On writing

The wonderful Kate Bowles wrote a blog post last week that has had that marvellous ripple effect both twitter and blogs (see here and here).  Kate express so many of the frustrations around writing that many academics face. Academics have to write all the time, but what we have to write, is often not what we want to write.  This is particularly true the further up “the chain” you get.  The post is also a writing call to arms where Kate openly shares her plans to reinvigorate her writing over her next academic semester.

I’ve been trying to write a response to Kate’s post and the responses it generated, for about a week now. As so often, life, the rain, and a myriad of other excuses meant that it hasn’t happened until today. That time delay has made me reflect a bit more on my own writing process. So this post is going to be quite different to the post I had in my head last week. The pithy little phrases that were running around my head have now disappeared. What follows is about my writing process, where and how I get and loose my motivations to write.

Up until a few months ago, when I was in full time employment, I had to carve out my writing time. I didn’t have a budget line for writing as Maren alludes to. In fact writing my blog during official office hours was probably my own little bit of rebellion in that I knew it was a really important part of my own CPD even if it wasn’t formally recognised. And when I say “my writing” I mean the writing I wanted to do – primarily my blog and most of last year a book. I was doing a lot of other writing, but it was mainly the kind to bullshit writing Kate described in her post.

I have no illusions about my writing. I’m not a great writer by any stretch of the imagination. Unlike Martin, I’ve never had literary ambitions, but over the past 14 years I have been writing consistently on my blog. The freedom of writing in a blog has given me has, on reflection, not only made me a better writer but it has been an integral and central part of my evolving sense of agency.  
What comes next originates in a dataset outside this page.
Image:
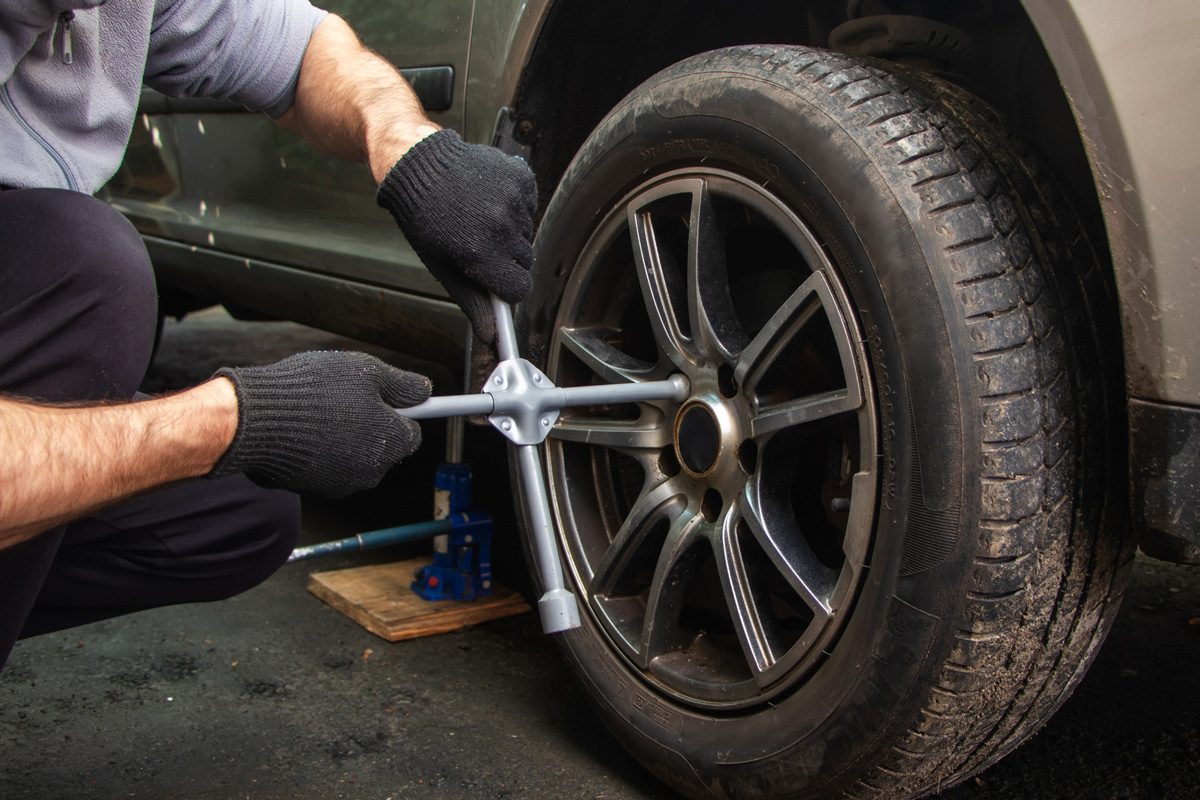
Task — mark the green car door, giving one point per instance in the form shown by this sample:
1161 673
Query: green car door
211 178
I don’t really like formal academic writing, I can do it, but I find it quite stressful and so not that enjoyable. It’s a different kind of “have to write” from writing bs strategy documents, with its own set of values and recognition. Blogging gives me a sense of freedom from those stresses.  

One of the great things about blogging is its immediacy. Sometimes the urgency to write something is just  there and something just needs to get out. With a blog you can do that. No need to use a formal academic writing style, no waiting for reviewers comments, no waiting for editorial decisions you just write and hit publish.

Over the past couple of years I have struggled to write when the world seems to hitting new levels of craziness everyday.  I felt I was loosing that sense of urgency, that sense of having anything of value to say. Weekly posts became bi-weekly sometimes monthly, the list of draft posts became longer.

But the craving (habits take a long time to die) was , and still is there. That feeling of needing to write, to sort out my thoughts, to maybe get a comment from someone like Kate (who always sees more in my writing that I can) was always at the back of my mind. 

Now I’m working part time, I don’t have the stresses of institutionally focused writing – hurrah. But I do still relate to the need to use certain language. I still have to write reports, proposals etc so I need to “talk the business talk”.  But that is more balanced now as  I am making more time to express myself in different ways. 

My blog is still  a really important part of my professional identity, so I want to keep the writing habit going.  My notions of work time are changing, my practice is changing. I am one step removed from everyday institutional practice, from the all consuming institutional ‘have to write” scenarios.  In one way that should, and does make writing slightly easier. On the other hand my sense of focus is different so I am having to adapt to that.  But that’s part of the joy of writing, finding a way to do just that.  

As any writer knows, the biggest part of writing is actually reading. Reading what others are doing, what, why and how they are sharing is invaluable.

As Kate’s original post and her recent post this week, showed, reading other peoples writing can so often provide that sense of personal urgency (and agency) to write something yourself.  In these troubled times, I hold dear the acts of kindness other peoples writing provide. Pieces like this article on a pedagogy of kindness by Catherine Denial which I spotted last week.

Sharing these written acts of kindness, commenting if you can (also one way to do a little bit of writing) really does help to keep us all a little bit saner in this crazy, crazy world.